If your air leakage problem goes a little bit deeper then installing caulking or hanging curtains, another method to consider in order to reduce your carbon footprint and save energy is installing insulating window panels or interior storm windows.
These are similar methods of insulation, as both typically contain an insulating material that has been cast inside a wood or metal frame. This frame will seal tightly against your existing window, and this is usually by way of magnets or Velcro.
Weather sealing is not permanent, and window panels can be removed and reused per season. Bear in mind that for either window panels or storm windows to work correctly, they must be installed correctly. When well constructed and well installed, these style windows can reduce air infiltration, and lead to overall energy saving of between 10-15%.
However, depending on whether you are installing window panels or storm windows, your view may be slightly obstructed as not all the materials are transparent. Also, worth noting is that these windows can be costly upfront, but if you’re interested in reducing the amount of energy your home uses, and thus, saving in the long run, it is well worth the investment.

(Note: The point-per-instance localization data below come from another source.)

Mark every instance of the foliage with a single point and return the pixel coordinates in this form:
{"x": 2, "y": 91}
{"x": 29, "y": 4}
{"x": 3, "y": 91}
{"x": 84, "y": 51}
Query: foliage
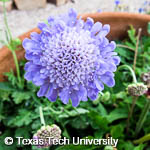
{"x": 19, "y": 113}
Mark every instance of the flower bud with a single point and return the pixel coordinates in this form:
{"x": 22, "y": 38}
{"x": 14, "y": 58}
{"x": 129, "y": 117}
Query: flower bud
{"x": 137, "y": 89}
{"x": 146, "y": 78}
{"x": 48, "y": 134}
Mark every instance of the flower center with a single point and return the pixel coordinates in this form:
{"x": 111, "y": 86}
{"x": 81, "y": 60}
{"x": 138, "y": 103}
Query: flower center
{"x": 70, "y": 57}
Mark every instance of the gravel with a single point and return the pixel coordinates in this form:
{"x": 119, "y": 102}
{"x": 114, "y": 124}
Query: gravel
{"x": 22, "y": 21}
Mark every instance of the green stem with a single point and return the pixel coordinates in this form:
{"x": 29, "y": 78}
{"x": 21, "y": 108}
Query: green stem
{"x": 142, "y": 117}
{"x": 131, "y": 112}
{"x": 6, "y": 23}
{"x": 10, "y": 46}
{"x": 17, "y": 66}
{"x": 131, "y": 70}
{"x": 41, "y": 116}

Double-glazed windows consist of two layers of glass which are separated by a pocket of air between them. This type of window creates an extra barrier and twice the insulation of a regular single-glazed window, and this has nothing to do with the glass itself. In fact, it is the air that rests between these two pieces of glass which create the insulation.
When double-glazed windows are made, the air between the glass is dried and the space is sealed airtight, meaning that no air can escape in or out. Though these have a similar method to that of storm windows, it can be argued that double-glazed windows are more effective at reducing heat loss and keeping down energy costs.